Instalada em território cubano desde o início do século XX, a base dos EUA na Baía de Guantánamo opera como cidade americana autônoma e, ao lado, mantém centros de detenção. Entre crises de refugiados de 1991 a 1995 e prisões pós 2001, virou símbolo de custos extremos e direitos contestados.
Em 1492, Cuba foi reivindicada pela Espanha, mas, no fim do século XIX, a disputa pela independência abriu caminho para a presença militar norte-americana que resultaria na base dos EUA em Guantánamo, consolidada por um arrendamento sem data de expiração. A partir de 1959, com a Revolução Cubana, a legalidade política do enclave passou a ser contestada por Havana.
Entre 1991 e 1995, a base dos EUA virou plataforma de triagem e confinamento de refugiados haitianos e cubanos; depois de 2001, foi reposicionada como eixo da Guerra ao Terror, com campos como X-Ray e Delta. Em 2015, números oficiais citados no material-base permitem estimar custo anual muito superior ao de prisões federais; em 2022, fotos iniciais do cárcere vieram a público por pedido via FOIA.
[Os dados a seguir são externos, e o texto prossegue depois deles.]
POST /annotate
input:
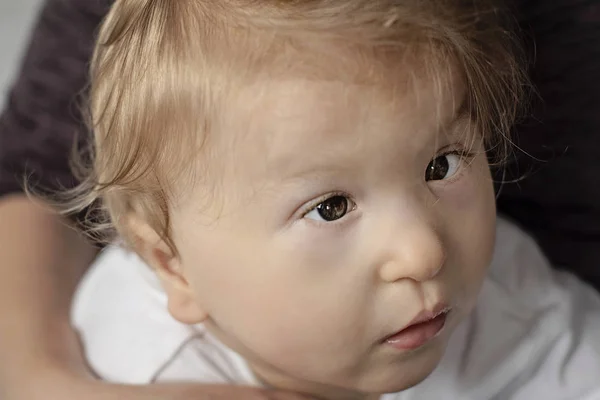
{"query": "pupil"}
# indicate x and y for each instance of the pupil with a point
(437, 169)
(333, 208)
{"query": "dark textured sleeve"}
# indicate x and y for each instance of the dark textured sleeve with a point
(558, 199)
(42, 118)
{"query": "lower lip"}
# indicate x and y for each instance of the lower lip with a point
(417, 335)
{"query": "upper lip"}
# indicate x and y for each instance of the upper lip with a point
(424, 316)
(427, 315)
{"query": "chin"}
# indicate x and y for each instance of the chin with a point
(409, 372)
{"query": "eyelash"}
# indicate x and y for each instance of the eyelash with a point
(314, 204)
(465, 156)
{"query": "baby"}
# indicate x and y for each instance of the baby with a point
(307, 186)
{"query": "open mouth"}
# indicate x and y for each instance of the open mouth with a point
(425, 327)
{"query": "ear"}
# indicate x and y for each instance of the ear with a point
(153, 249)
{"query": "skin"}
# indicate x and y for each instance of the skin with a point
(43, 259)
(308, 302)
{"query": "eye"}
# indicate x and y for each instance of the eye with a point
(331, 209)
(443, 167)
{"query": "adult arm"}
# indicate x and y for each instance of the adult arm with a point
(41, 257)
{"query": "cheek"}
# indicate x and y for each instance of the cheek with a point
(280, 300)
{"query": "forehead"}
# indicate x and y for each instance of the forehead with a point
(278, 120)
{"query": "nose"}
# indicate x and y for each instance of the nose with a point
(414, 251)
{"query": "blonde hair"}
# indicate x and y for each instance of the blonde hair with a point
(162, 69)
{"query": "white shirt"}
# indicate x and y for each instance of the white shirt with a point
(535, 333)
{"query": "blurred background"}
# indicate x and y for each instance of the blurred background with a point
(16, 18)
O que torna a base dos EUA em Guantánamo diferente das demais

Os Estados Unidos mantêm presença militar em dezenas de países, mas Guantánamo foge ao padrão por um motivo estrutural: trata-se de uma base dos EUA em território de um país com o qual Washington mantém conflito político e que considera a presença norte-americana ilegal.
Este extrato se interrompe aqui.